Saint went first with a candle, followed by Phoenix with the lantern. Stone carried a second candle and the twins and me brought up the rear. We relied on the light of the guys in front of us.

When we reached the bottom of the stairs, I finally saw her for the first time. There was a wooden table and floating about six inches off the table with her long dark hair floating around her was my aunt. Dahlia seemed peacefully floating in a stream and had accidently fallen asleep.

I walked to her side and placed my hand on her arm, closing my eyes I tried to feel what was going on magically. Her strength slammed into me, and I could feel Dahlia on the other side of it bang against the magical wall that kept her trapped inside her own body like a prison. I pulled back suddenly in surprise.

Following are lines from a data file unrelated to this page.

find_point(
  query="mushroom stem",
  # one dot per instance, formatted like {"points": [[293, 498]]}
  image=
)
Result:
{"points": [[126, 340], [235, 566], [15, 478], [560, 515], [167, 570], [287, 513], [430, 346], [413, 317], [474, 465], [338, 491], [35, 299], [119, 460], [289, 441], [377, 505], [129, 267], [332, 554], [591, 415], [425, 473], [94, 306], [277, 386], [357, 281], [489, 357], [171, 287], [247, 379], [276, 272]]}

"What is it?" Phoenix demanded.

"She's in there. She knows she's trapped, and she wants out," tears streamed down my face. This woman's father had used her own body to trap her. But he hadn't put her to soul to sleep. She could think, and feel, and remember but she couldn't move. It was torture.

I closed my eyes tightly and practiced my breathing the way Fala had shown me. Slowly but surely, just like I had done for the house but on a more complex level I started to unravel the multiple layers. Each layer was so delicate, that they felt like bubbles. If I got snagged on a level it would repair itself all the way to the start and I would have to begin all over again.

The Lost Boys brought me water and wiped the sweat from my hairline. They coaxed me to take small bites of what I thought was a protein bar. It tasted like dusty cardboard, but I couldn't open my eyes to look because I was so involved in the spell.

When I thought I couldn't take anymore and that I was going to pass out, I pulled the last strand of notes from her body.

I prayed there was someone behind me who would catch me because my legs got all wobbly and went out from under me. I kept my eyes on Dahlia's face though for any sign of life. I was about to give up and just head upstairs for a nap and try again later when I saw her eyes flutter.

"Your majesty?" Phoenix addressed her. "Queen Dahlia?"

Finally, her eyes popped opened, and her head turned to us. A big breath of air left my lungs in a woosh.

"Where is he?" she asked us. I could hear the terror in her voice.

"The Jabberwocky?" I questioned the woman who was now sitting up on the table.

"Yes, where is he?" Queen Dahlia looked frantic.

"He's in Avalon," I told her sadly from Stone's arms.

"No," Dahlia cried out. Her voice was full of anguish, pain, fear, and horror. "It's too late."

To be continued.... Maybe. Probably.